November 3, 1999
TWO SOUTHERN ILLINOIS NURSING HOMES FINED
SPRINGFIELD, IL The Illinois Department of Public Health has fined two southwestern Illinois nursing homes:
Castlehaven Care Center was fined $15,000 for two incidents regarding resident care: one involving physical and verbal abuse ($10,000) (Statement of Violation) and the other for inadequate supervision to prevent elopement ($5,000) (Statement of Violation).
Department investigators learned a staff member physically abused a 72-year-old resident several times and another staffer verbally abused the same resident. According to interviews with Castlehaven staff, a staff member struck the resident with an open hand and a closed fist several times, hit him on the head with a soup bowl, threw a ball at him, wrestled him to the ground, and pushed him into a room and shut the door. The resident suffered contusions and scratches. The facility staff who witnessed the altercations did not intervene and did not immediately report the incidents to the administrator. After the abuse, another staff member cursed the resident, taunted him about getting beat up and threatened him with harm. Both staffers members were later fired.

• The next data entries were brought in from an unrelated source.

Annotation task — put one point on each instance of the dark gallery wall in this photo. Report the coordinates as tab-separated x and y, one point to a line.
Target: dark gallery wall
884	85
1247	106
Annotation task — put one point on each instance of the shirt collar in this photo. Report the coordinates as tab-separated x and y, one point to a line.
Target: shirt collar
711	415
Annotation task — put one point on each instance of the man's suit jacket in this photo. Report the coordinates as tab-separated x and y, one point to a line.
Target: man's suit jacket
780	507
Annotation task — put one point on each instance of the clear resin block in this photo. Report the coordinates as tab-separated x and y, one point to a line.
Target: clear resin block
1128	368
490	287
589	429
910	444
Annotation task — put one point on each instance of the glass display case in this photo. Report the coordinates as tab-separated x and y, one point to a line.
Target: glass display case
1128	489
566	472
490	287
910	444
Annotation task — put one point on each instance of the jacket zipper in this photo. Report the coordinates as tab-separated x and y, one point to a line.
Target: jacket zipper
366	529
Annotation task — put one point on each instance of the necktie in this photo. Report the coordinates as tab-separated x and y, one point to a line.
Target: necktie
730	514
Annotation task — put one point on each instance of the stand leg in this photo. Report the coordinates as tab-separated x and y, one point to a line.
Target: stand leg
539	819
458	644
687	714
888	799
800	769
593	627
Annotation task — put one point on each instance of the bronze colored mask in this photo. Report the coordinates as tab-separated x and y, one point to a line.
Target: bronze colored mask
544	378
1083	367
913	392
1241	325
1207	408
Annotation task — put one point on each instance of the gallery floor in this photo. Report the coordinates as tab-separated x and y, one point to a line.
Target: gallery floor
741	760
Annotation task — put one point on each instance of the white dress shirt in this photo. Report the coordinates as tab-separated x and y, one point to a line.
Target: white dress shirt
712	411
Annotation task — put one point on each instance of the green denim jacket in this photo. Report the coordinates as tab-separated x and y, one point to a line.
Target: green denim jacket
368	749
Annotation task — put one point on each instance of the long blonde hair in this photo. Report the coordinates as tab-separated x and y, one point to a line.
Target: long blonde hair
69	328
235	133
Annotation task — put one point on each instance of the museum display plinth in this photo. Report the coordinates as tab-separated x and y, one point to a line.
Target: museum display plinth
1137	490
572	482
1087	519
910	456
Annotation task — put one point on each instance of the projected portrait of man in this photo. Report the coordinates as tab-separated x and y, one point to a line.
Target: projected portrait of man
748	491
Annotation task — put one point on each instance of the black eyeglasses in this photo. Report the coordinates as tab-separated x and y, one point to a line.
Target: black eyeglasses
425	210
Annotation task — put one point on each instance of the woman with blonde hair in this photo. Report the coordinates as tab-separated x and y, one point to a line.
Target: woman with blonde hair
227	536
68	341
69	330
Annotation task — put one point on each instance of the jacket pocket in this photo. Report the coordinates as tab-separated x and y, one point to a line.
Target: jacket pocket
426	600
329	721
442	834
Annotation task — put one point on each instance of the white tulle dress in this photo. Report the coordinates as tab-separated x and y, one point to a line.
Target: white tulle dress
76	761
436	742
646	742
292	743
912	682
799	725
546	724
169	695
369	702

In another instance, a resident wandered unnoticed from Castlehaven Care Center in his stocking feet and was only determined to be missing after police picked up the man at a residence more than 500 feet from the facility. Department investigators discovered a door alarm had sounded but, when staff checked, they believed a resident standing nearby had set off the alarm. An initial survey of residents turned up no one missing but, after police called a second time, staff realized the man was gone.
Columbia Convalescent Center was fined $10,000 (Statement of Violation) for failure to provide care in a manner to prevent injuries and for not immediately informing a residents physician of an injury. Responding to a complaint, Department surveyors learned a 96-year-old resident had fallen over while sitting on her bed and hit her head on the footboard. The staff member who was present helping the resident dress did not report the incident to anyone and, when asked about it, denied knowing how the residents face had been bruised and why her eye was swollen.
Approximately four hours passed before staff attempted to contact the womans physician. Her doctor ordered the woman transferred to the hospital where she was diagnosed with a hemorrhage to the left eye and a loss of vision. The physician told Department surveyors prompt examination and treatment would have resulted in a better outcome.
In addition to the eye injury, the resident also had two skin tears on her arm. The injury was caused by the prongs of a ring the staffer was wearing that caught on the womans skin. The staffer cleaned the wounds and noted the injury in the residents chart.
Castlehaven Care Center and Columbia Convalescent Center have requested hearings on the Departments actions. No hearing dates have been set.